- Hum. Foi bom.

- Isso é um "sim?" É um "sim, irmãozinho, eu vou com vocês"?

- Isso é um "não sei, irmãozinho, você pode calar a porra da boca um pouco?".

- Já é melhor do que um não.

Ela deu-lhe um sorriso de canto. O vento aumentara de força, bagunçando os cabelos dela. Margot os amarrou em um rabo-de-cavalo. Scott notou as rugas nos pés de seus olhos e sentiu o coração doer.

- É melhor você entrar – ela disse, descendo a escada da varanda. – Descanse para a viagem.

- Aonde você vai?

- Preciso pensar, Scott – ela respondeu sem se virar para ele. – Vá dormir.

Na varanda, Scott enfiou as mãos nos bolsos do sobretudo e observou Margot se afastar.

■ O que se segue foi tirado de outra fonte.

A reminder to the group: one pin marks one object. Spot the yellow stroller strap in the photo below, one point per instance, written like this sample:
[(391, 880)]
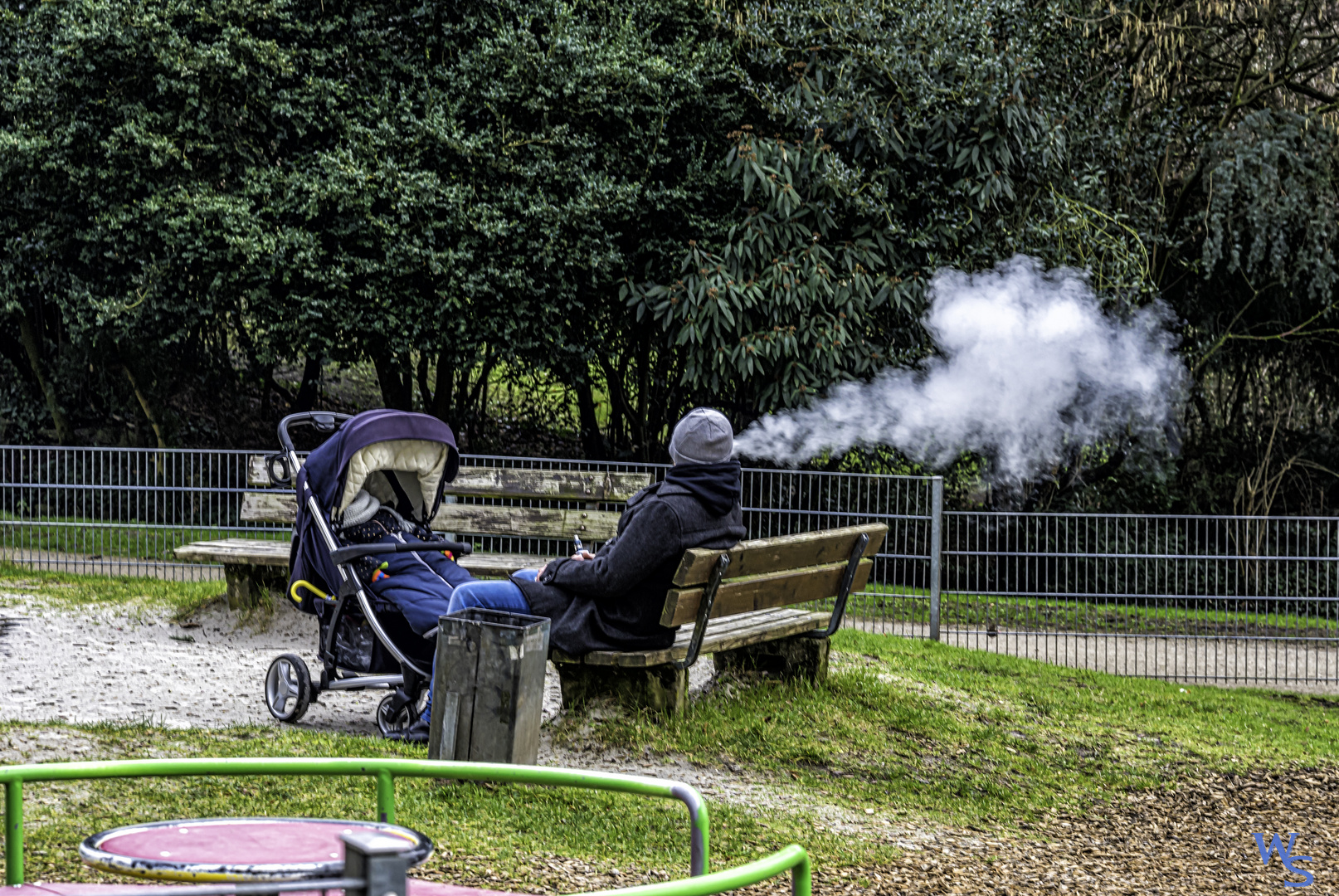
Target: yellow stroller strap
[(303, 583)]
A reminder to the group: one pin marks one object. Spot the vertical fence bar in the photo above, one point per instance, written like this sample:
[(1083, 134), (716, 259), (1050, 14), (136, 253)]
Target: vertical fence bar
[(936, 548)]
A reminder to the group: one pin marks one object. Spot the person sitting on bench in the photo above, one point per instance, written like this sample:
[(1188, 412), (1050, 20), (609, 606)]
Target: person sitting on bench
[(612, 599)]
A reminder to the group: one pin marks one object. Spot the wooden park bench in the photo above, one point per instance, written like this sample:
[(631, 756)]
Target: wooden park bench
[(747, 597), (743, 601)]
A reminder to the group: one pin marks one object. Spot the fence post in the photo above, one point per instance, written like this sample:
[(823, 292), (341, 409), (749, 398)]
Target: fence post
[(936, 544)]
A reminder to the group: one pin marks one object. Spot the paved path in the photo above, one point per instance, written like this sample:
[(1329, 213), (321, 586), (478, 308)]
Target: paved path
[(1199, 660)]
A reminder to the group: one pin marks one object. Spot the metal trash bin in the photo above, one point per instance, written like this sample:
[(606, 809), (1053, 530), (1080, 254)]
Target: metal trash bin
[(488, 687)]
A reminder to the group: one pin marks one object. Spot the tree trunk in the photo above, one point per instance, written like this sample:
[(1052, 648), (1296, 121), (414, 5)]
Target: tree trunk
[(394, 388), (30, 344), (425, 392), (591, 441), (145, 406), (307, 392), (442, 394)]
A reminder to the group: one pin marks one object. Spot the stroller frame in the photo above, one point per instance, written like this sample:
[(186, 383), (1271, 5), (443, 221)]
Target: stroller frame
[(288, 675)]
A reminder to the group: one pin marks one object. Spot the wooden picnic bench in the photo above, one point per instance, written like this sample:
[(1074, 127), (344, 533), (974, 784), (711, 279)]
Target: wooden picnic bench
[(745, 601), (253, 566)]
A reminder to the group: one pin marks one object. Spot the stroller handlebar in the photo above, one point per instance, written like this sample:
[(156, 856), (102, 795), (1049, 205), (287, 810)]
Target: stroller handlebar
[(320, 421), (353, 552)]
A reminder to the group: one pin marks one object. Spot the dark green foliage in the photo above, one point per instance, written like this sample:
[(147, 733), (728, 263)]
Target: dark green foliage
[(652, 205)]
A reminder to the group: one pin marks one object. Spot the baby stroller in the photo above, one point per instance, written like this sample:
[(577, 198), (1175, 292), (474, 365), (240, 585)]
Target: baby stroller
[(403, 460)]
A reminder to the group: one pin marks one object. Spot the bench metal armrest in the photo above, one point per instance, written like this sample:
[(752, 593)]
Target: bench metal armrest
[(708, 597), (857, 553)]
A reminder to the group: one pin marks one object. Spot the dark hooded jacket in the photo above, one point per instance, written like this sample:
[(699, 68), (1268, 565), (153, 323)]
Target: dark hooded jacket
[(615, 601)]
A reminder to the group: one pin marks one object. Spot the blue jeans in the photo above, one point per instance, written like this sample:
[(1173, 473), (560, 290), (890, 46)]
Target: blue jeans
[(489, 593)]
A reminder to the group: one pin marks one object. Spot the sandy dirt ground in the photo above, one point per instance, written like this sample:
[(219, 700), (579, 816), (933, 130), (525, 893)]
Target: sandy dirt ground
[(100, 666), (86, 666)]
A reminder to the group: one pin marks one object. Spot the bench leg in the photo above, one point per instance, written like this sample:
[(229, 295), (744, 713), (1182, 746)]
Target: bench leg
[(250, 586), (805, 658), (662, 689)]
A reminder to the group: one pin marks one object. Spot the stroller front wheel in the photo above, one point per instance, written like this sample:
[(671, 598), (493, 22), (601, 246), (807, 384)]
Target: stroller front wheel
[(288, 687)]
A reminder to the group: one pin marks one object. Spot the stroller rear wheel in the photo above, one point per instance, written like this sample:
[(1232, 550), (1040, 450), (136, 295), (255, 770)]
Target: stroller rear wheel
[(288, 687), (395, 714)]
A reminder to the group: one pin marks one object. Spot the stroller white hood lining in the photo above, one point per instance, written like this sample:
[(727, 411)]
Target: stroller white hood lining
[(416, 464)]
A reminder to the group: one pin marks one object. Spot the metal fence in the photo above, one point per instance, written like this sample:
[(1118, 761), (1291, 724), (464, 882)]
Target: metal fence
[(1215, 599), (1210, 599)]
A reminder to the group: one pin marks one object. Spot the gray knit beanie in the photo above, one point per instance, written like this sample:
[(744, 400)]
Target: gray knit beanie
[(704, 436)]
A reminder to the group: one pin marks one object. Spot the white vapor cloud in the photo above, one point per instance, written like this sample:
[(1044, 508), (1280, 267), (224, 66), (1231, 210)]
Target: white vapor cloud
[(1029, 366)]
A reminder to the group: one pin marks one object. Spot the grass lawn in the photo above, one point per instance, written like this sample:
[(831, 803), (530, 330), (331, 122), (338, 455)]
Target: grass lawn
[(133, 540), (129, 592), (909, 736)]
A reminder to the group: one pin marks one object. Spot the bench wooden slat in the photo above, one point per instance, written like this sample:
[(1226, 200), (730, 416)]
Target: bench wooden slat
[(510, 482), (759, 592), (237, 551), (270, 507), (494, 520), (743, 630), (536, 523), (275, 553), (783, 552)]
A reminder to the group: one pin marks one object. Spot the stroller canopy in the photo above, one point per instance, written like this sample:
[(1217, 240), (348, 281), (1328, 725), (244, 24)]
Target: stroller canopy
[(392, 455), (401, 458)]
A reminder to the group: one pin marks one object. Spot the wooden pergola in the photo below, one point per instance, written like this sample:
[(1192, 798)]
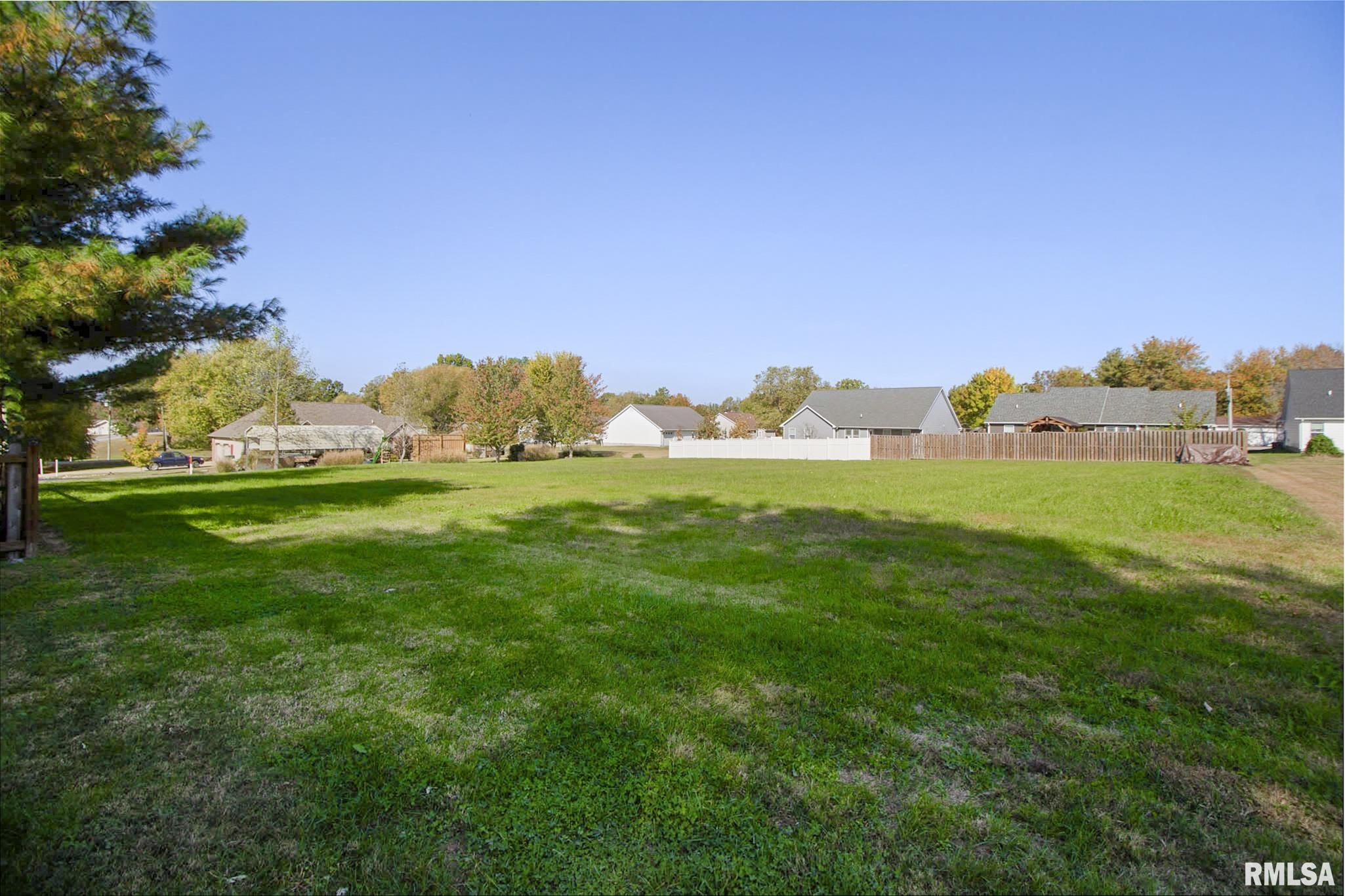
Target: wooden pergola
[(1051, 424)]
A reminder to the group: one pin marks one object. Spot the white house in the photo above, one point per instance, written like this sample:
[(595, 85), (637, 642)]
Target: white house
[(650, 426), (858, 413), (1313, 404), (730, 420), (230, 440)]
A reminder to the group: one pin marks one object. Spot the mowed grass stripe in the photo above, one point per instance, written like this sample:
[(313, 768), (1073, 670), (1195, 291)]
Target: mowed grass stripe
[(613, 674)]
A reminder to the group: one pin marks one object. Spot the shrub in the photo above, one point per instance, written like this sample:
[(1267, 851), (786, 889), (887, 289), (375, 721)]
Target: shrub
[(539, 453), (342, 458), (1321, 444)]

Ela fez uma curva na trilha que seguia pelas árvores e desapareceu de vista.

- Ela saiu sozinha?

A voz veio de trás de Scott. Ele virou-se e encontrou Henry parado na soleira da porta, com o rifle de caça pendurado no ombro.

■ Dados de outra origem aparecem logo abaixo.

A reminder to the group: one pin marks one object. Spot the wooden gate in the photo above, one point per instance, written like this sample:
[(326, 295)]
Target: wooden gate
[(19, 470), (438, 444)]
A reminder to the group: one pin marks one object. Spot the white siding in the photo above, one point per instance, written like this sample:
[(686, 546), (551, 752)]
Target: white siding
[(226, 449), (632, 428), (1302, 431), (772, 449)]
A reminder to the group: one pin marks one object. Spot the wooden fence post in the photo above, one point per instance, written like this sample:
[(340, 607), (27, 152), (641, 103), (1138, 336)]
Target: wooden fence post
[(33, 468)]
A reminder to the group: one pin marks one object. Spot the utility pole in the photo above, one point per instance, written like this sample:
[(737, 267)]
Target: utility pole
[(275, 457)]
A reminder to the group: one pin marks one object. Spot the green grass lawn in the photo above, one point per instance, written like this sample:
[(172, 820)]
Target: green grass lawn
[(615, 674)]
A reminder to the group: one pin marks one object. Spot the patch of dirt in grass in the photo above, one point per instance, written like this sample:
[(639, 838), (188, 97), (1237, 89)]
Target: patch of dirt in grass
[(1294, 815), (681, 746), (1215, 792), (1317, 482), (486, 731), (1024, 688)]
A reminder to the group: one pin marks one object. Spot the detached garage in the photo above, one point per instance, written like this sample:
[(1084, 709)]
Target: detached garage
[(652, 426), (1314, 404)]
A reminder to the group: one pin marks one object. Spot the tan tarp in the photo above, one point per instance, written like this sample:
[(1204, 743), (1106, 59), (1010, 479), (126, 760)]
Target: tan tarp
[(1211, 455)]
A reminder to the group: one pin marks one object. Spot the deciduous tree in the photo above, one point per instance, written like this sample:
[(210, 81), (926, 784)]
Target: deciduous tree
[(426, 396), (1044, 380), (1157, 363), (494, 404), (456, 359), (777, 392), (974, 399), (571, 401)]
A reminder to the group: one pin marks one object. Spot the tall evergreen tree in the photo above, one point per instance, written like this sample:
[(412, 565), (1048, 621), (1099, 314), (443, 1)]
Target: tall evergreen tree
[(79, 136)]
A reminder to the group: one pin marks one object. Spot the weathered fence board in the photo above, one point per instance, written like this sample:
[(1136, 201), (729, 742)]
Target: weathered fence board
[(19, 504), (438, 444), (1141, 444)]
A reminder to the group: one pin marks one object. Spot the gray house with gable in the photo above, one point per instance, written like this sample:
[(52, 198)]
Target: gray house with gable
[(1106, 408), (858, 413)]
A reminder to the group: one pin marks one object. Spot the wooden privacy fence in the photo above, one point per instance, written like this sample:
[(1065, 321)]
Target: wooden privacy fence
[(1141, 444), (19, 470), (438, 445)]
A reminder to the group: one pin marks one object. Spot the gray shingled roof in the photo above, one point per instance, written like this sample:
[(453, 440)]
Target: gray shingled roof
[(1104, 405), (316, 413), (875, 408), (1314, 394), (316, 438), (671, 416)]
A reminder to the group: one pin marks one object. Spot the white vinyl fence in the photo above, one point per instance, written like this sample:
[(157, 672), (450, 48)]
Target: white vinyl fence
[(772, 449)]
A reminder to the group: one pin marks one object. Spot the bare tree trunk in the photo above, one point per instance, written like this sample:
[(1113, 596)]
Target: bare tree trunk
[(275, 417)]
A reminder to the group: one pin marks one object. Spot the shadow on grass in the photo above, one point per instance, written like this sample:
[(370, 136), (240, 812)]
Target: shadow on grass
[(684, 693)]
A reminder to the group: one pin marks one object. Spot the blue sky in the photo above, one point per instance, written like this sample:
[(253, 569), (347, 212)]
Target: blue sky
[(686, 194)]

- É. Ela disse que queria pensar.

- Aqui é um bom lugar para isso – Henry passou por Scott e desceu a escada atrás de Margot. – Com todo esse silêncio, você pensa até enlouquecer, se quiser. Não se preocupe, vou cuidar dela.

Scott teve que rir daquilo.

- Henry, vai por mim: Margot precisa de alguém para cuidar dela tanto quanto um peixe precisa de tênis de corrida.

- Acredito em você. Mas vou dar uma volta mesmo assim. Também gosto de aproveitar a noite para pensar.

Bom, se ele insistia. O pobre garoto voltaria com o rabinho entre as pernas depois que Margot o colocasse para correr. Scott imaginou a cena e riu de novo, acenando para Henry antes de entrar na casa.

Fechou a porta atrás de si. Estava silencioso dentro da casinha do lago. Podia-se ouvir o som das ondas quebrando no mar. A luz das velas pintava de laranja as paredes da sala. Donna contara que eles haviam tido um gerador por um tempo, até que a gasolina acabara. Aquele era um mundo escuro.

No sofá da sala, enrodilhada em um cobertor e com a cabeça em um travesseiro velho de fronha rasgada, Emily dormia. Parecia a coisinha mais frágil do mundo, enrolada com os joelhos apertados contra a barriga, chupando o polegar direito. Suas pálpebras se moviam de leve com o movimento dos olhos. Talvez estivesse sonhando. Não pela primeira vez, Scott precisou lembrar a si mesmo que ela só tinha sete anos. Nessa idade, como Margot dissera, ele ainda acreditava na Fada do Dente. Salvar o mundo nem lhe passava pela cabeça.

Scott sentou-se de frente para a garotinha e olhou-a dormir. Uma cópia perfeita de Zoey: o mesmo nariz empinado, o mesmo queixo pontudo, as mesmas sobrancelhas, o mesmo cabelo. Tudo nela era humano: não havia um traço sequer de outro mundo em sua aparência.

Ela é uma criança. Só isso.

Ainda assim... Aquilo que ela fizera na cidade dos Homens Magros. Scott se lembrava muito bem. Ela não parecera uma criança naquela hora. Nem humana.

Emily se mexeu no sono, e parte do cobertor escorregou para o chão. Scott a cobriu novamente. Skies e Donna deviam estar no quarto, dormindo. Mas onde estava Zoey? Ele foi para a cozinha e viu a porta dos fundos entreaberta. Olhou pela janela e encontrou Zoey lá fora, sentada perto do lago. Escutou música: uma melodia de ninar que recordava da infância.

Saiu para os fundos da casa e fechou a porta devagar. Zoey virou o rosto para ele. Tinha no colo a caixinha de música de Emily. A bailarina prateada rodopiava devagar ao ritmo da cantiga de ninar.